Mary Pilon (born May 16, 1986, in Eugene, Oregon) is an award-winning journalist based in the United States who primarily writes about sports and business.She most recently was on staff covering sports for The New York Times. Her work has also appeared in the New Yorker, Fast Company and Smithsonian Magazine, as well as on Medium and Deadspin.
She is an alumna of New York University, a member of the graduating class of 2008 with a degree in politics and journalism.
Pilon has worked for Dow Jones, USA Today and New York Magazine and worked for Gawker from 2006 to 2008. From 2008 to 2011, Pilon reported for the Wall Street Journal Money and Investing Section on finance and Wall Street during the Financial Crisis, one of the youngest reporters on staff.

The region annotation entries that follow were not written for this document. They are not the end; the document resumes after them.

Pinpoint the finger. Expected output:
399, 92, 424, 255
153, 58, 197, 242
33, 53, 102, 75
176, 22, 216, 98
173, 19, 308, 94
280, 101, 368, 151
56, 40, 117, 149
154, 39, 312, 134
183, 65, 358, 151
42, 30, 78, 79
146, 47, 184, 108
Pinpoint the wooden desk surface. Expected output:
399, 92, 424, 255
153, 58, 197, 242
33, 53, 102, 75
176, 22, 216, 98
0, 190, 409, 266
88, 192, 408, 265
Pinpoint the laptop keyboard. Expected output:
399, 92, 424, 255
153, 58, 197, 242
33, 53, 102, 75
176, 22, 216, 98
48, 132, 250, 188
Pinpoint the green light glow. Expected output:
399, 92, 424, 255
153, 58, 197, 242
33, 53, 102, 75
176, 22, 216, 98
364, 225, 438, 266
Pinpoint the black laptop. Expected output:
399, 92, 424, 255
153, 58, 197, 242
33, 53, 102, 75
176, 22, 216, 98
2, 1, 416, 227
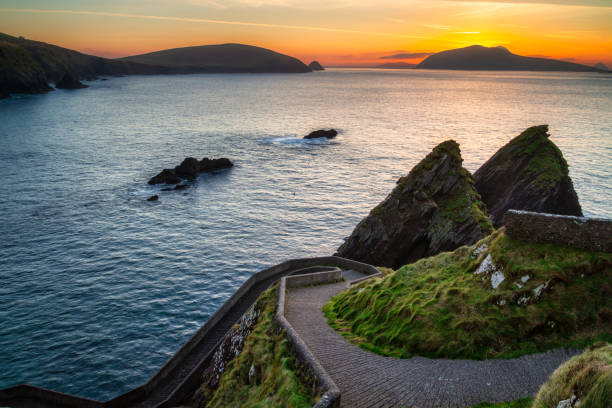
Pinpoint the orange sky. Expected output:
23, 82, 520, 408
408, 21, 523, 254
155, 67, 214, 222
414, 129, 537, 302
0, 0, 612, 67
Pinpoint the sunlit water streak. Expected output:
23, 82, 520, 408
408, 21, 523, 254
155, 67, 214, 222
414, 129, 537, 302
0, 70, 612, 399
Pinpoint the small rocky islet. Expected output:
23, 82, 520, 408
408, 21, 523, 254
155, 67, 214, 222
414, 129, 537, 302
192, 125, 611, 407
304, 129, 338, 139
148, 157, 234, 185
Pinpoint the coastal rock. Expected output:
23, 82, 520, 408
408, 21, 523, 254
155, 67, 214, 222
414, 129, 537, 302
474, 125, 582, 228
336, 140, 493, 268
308, 61, 325, 71
149, 157, 234, 185
55, 71, 88, 89
304, 129, 338, 139
192, 304, 262, 407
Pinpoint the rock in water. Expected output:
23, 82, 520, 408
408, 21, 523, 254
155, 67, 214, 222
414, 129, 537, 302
149, 157, 234, 185
308, 61, 325, 71
474, 125, 582, 228
55, 71, 88, 89
336, 140, 493, 268
304, 129, 338, 139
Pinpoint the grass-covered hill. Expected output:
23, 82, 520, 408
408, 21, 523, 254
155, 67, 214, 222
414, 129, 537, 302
121, 44, 312, 73
336, 140, 493, 268
474, 125, 582, 227
532, 344, 612, 408
194, 285, 320, 408
324, 229, 612, 359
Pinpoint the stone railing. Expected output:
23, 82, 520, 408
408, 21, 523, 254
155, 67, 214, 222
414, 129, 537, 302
0, 256, 380, 408
276, 268, 342, 408
504, 210, 612, 252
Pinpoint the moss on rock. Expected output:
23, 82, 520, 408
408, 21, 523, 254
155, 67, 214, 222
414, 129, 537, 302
198, 285, 318, 408
324, 229, 612, 359
337, 140, 493, 268
533, 344, 612, 408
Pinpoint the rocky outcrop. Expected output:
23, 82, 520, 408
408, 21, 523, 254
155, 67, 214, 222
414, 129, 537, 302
55, 71, 88, 89
336, 140, 493, 268
192, 303, 262, 407
308, 61, 325, 71
474, 125, 582, 227
149, 157, 234, 185
304, 129, 338, 139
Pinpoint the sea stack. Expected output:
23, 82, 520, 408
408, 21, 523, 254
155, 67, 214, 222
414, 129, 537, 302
304, 129, 338, 139
149, 157, 234, 185
474, 125, 582, 228
55, 71, 88, 89
336, 140, 493, 268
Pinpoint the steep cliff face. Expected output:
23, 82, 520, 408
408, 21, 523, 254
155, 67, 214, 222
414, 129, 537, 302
337, 140, 493, 268
474, 125, 582, 227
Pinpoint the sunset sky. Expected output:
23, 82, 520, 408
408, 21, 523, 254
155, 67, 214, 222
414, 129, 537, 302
0, 0, 612, 67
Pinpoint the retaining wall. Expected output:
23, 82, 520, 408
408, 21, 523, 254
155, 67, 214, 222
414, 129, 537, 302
504, 210, 612, 252
0, 256, 380, 408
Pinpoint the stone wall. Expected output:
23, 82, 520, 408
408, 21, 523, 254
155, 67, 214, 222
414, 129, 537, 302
504, 210, 612, 252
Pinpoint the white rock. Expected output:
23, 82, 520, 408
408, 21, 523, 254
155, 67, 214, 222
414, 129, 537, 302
491, 271, 506, 289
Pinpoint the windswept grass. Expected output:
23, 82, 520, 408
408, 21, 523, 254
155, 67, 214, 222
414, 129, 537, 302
323, 230, 612, 359
472, 398, 533, 408
533, 344, 612, 408
206, 286, 318, 408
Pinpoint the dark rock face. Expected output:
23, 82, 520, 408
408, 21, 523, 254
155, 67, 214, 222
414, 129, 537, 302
192, 303, 262, 407
55, 71, 88, 89
336, 140, 493, 268
304, 129, 338, 139
474, 125, 582, 227
149, 157, 234, 185
308, 61, 325, 71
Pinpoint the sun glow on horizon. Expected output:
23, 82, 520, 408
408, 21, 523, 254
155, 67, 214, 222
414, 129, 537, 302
0, 0, 612, 66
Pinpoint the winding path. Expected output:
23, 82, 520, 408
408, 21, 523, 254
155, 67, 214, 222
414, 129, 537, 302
285, 271, 577, 408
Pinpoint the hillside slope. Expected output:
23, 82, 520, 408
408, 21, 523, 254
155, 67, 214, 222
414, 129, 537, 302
417, 45, 603, 72
120, 44, 311, 73
324, 229, 612, 359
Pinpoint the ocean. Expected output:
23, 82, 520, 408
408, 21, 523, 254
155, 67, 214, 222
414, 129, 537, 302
0, 69, 612, 400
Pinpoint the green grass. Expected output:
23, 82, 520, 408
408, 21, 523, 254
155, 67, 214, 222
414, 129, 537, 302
533, 344, 612, 408
323, 230, 612, 359
508, 125, 568, 187
472, 398, 533, 408
203, 285, 318, 408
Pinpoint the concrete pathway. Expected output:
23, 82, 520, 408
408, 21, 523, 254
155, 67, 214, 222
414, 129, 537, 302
285, 271, 576, 408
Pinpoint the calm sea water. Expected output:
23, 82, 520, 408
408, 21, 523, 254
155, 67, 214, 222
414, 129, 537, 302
0, 70, 612, 399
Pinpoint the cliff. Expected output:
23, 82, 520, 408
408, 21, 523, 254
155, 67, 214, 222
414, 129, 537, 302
474, 125, 582, 227
417, 45, 603, 72
324, 229, 612, 359
120, 44, 311, 73
336, 140, 493, 268
0, 33, 311, 97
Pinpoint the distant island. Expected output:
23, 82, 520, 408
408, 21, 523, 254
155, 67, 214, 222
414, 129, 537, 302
0, 33, 312, 98
417, 45, 607, 72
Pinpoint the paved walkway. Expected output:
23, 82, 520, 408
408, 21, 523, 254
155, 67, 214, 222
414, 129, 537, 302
285, 271, 575, 408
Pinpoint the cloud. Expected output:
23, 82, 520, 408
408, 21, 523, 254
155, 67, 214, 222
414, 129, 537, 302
380, 52, 433, 59
0, 8, 424, 38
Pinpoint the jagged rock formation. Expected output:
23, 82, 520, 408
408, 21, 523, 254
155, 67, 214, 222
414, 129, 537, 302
149, 157, 234, 184
55, 71, 88, 89
192, 304, 262, 407
304, 129, 338, 139
308, 61, 325, 71
336, 140, 493, 268
474, 125, 582, 228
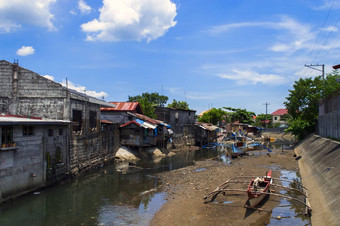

She won a Gerald Loeb award for her coverage of the 2010 Flash Crash.
At The Times, Pilon authored "Tomato Can Blues," a true-crime story of Charles Rowan, an amateur cage fighter who faked his own death. The story was the first-ever graphic novel for the paper and the first audiobook, narrated by actor Bobby Cannavale.
She is the author of "The Monopolists," released on February 17, 2015, by Bloomsbury, which tells the true story of the board game Monopoly. Pilon spent more than five years investigating the game's origins, which date back to feminist Lizzie Magie and the Progressive Era. The book was a quick bestseller and received to critical acclaim, including positive reviews in Slate, the Los Angeles Times, the New Republic, the Boston Globe, among others. Legendary journalist Gay Talese said that Pilon "writes with the assurance and energy of a historian who knows she has struck gold."
Pilon has cited her upbringing in Eugene, Ore., and early love of comic books among her inspirations. She took a Greyhound to New York City and now lives in Brooklyn.